George Davies, the man behind Next, George at Asda and Marks & Spencer’s Per Una brand, is bringing a new value fashion concept to the UK next week after developing it in the Middle East and other markets over the past four years.
Elements of its marketing launch resemble the ‘party plan’ techniques Davies used with Pippa Dee, the womenswear company he worked for before launching Next in 1982.
Styled FG4, the womenswear and kidswear offer was developed in partnership with Fawaz Alhokair, the Saudi Arabian retailing group. In the UK Davies will introduce it online and through pop-up events from March 12 before looking for store sites.
The clothing, footwear and accessories ranges, which will avoid basics, comprise 85 women’s styles and almost 150 kids’ pieces for boys and girls from newborn to 12 years. Prices have not been finalised but Davies called them “affordable”.
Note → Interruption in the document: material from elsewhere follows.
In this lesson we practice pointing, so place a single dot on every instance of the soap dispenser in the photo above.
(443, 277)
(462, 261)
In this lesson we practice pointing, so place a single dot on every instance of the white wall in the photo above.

The 73-year-old entrepreneur is eyeing market towns for FG4 to avoid high rents. This is also the strategy being followed by Pep&Co, the new value chain headed by ex-Asda boss Andy Bond and former Sainsbury’s Tu chief Adrian Mountford.
Davies told Drapers: “There’s room for possibly hundreds of stores, but I’m in no rush, I want to do it properly. You can’t just look at the map – you’ve got to visit the towns and see the competition. That’s what I’m doing.”
Davies, the recipient of the first Drapers Lifetime Achievement Award in 2003, said a key part of his vision involves working with local independents through a franchise model: “I want to work with people who know the area and could help with what works where. I want to keep it community-based.”
Echoing the ‘party plan’ model used by brands such as Tupperware, FG4 will be launched with a series of fundraising and marketing events at schools around Gloucestershire, where Davies has his design studio.
Attendees will pay £5 entry, to be donated to the schools, to see a catwalk show of FG4 womenswear and kidswear modelled by members of the local community. Immediately after the show, both ranges will be sold with 20% off.
Six events are planned, the first at St Mary’s Catholic Primary School in Broadway, Worcestershire, on March 12.
“Online is difficult, because until you get your customer base you don’t get a response. That’s why we’re doing these events as well,” Davies explained. “People say there are too many value brands on offer, so you need to do something different.”
Davies’s last venture, a womenswear concept called Give, was started in 2009 and closed in early 2011. It opened 26 stores in often expensive locations like London’s Regent Street and Bluewater, and had concessions in House of Fraser and a transactional website. Critics said it expanded too quickly, which Davies seems determined to avoid with FG4.
The brand name comes from the first initials of Davies and his Saudi partner, Fawaz Alhokair. Since FG4’s launch four years ago, Alhokair has opened more than 50 stores in Azerbaijan, Egypt, Georgia, Kazakhstan, Morocco, Saudi Arabia and UAE, and sells online.